Tomitaro Nachi, Windspiele, 1995, 51°57'52.4"N 7°37'45.7"E
The artwork by the Japanese artist Tomitaro Nachi (born 1924 in Yokohama, died 2007 in Ulm) was commissioned by Karstadt AG and donated to the City of Münster in 1995 as a gift to subsequently mark the city’s anniversary in 1993. The artist conceived a kinetic work for the busy square in Münster’s Salzstraße, involving an interplay of form, colour, wind and light. He installed five stainless steel poles, between 6.4 m and 7.4 m high, set up at regular intervals from each other. On each pole, a flag-like aluminium wing, up to 3 m long, is mounted on a ball bearing. The movable wings are coloured on both sides: on one side they are designed in striped patterns in various shades of yellow, green and blue; the other sides are kept monochrome, with Nachi repeating the colours of the stripes and adding a darker blue and yellow. The pole in the centre of the work is elevated by a ring-shaped granite slab set into the floor, its material referring to the building of the department store behind it. The surrounding bronze profiles bear the names of Münster’s international twin towns: Rishon Le Zion (3,100 km), Mulhouse (300 km), Lublin (1,000 km), Ryazan (2,000 km), Kristiansand (700 km), York (600 km), Fresno (11,500 km), Orleans (600 km), Monastir (1,800 km).
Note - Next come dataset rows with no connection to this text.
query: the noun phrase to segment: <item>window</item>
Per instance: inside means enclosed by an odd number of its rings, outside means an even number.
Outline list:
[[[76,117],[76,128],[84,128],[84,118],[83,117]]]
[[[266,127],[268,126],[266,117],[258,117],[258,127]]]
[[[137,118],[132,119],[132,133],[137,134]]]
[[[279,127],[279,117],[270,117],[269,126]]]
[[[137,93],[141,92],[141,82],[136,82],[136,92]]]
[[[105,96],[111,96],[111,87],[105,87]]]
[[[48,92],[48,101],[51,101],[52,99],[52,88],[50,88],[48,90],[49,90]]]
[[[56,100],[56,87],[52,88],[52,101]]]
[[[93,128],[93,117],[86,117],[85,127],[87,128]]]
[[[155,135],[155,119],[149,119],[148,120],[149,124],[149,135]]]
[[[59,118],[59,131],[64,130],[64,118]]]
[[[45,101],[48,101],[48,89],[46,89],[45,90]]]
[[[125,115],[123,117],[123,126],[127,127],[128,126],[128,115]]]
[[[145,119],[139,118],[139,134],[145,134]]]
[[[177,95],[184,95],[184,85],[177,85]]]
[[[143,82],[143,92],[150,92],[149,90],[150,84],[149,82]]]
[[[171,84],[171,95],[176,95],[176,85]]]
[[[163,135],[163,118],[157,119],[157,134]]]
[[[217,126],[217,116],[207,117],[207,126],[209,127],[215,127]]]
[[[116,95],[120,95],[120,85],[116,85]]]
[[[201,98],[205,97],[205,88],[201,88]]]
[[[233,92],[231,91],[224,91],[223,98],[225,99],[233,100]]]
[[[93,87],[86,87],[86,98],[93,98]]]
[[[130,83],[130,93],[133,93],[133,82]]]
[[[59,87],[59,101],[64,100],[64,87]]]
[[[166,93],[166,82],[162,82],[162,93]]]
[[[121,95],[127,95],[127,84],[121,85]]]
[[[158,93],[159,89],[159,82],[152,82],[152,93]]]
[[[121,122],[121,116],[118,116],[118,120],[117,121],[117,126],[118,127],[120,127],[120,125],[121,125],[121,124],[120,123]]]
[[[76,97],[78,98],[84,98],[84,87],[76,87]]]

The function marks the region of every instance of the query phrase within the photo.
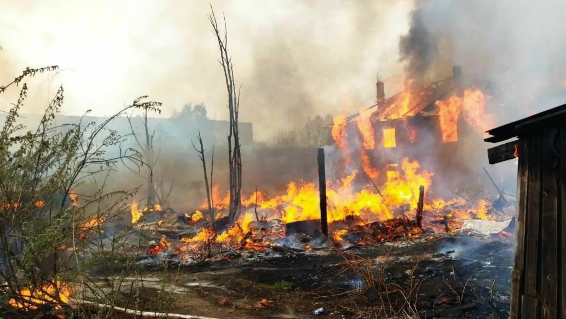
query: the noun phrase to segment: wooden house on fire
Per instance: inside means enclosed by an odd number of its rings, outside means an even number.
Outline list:
[[[463,116],[462,105],[468,103],[468,97],[475,104],[483,104],[479,100],[488,83],[473,83],[463,76],[459,65],[453,67],[452,72],[452,76],[432,83],[409,81],[405,90],[387,98],[384,83],[378,82],[376,103],[345,119],[348,136],[359,137],[358,139],[363,137],[360,123],[368,119],[371,122],[375,146],[366,151],[372,167],[381,172],[379,183],[398,174],[406,157],[449,176],[465,176],[461,163],[465,161],[466,150],[481,145],[482,132],[488,127],[474,127],[474,120]],[[439,165],[441,170],[435,167]]]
Even a slight breeze sets the rotating wings in motion; flashing briefly and disappearing again, sunlight illuminates the work. Particularly the monochrome sides reflect the sunlight. When the wind is merely light, the flags move in different directions; when the wind is strong, they position themselves evenly in the direction of the wind. When the wind dies down, the wings return to their original positions. The concept of the Windspiele [Wind Plays] is based on the physical principles of light kinetics, defining not only the mechanical theory of movement, but also resulting optical influences and effects on objects and their individual perception by a subject. The artist focuses in particular on the play of light and colour determined by environmental influences such as wind and sun. The artist makes the fleeting moment of a natural phenomenon tangible, which marks a special feature of his work. Similar works by Nachi can be found in front of the university hospital in Erlangen, in the Huchtingen district of Bremen and at the Kiel-Schilksee Olympic Centre. In addition, his sculptures were on display at the Venice Biennale in 1970 and 1972 and at the documenta in Kassel in 1977.
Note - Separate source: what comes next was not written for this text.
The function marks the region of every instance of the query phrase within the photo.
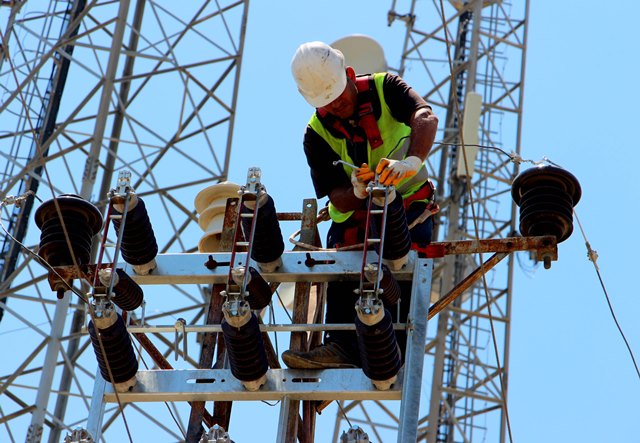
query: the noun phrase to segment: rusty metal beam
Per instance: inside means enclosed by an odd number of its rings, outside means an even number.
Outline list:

Windspiele is one of several other kinetic objects found in Münster. All works have in common that the allegedly static form of sculpture is broken up by incorporating natural phenomena as an artistic material. Exemplary for this are George Rickey’s Three Squares Gyratory II (1973-75), which questions its own material properties through playful movement, or the sculpture Wasser-Plastik (1977) by Heinz Mack that influences the perception of light with its fine water mist.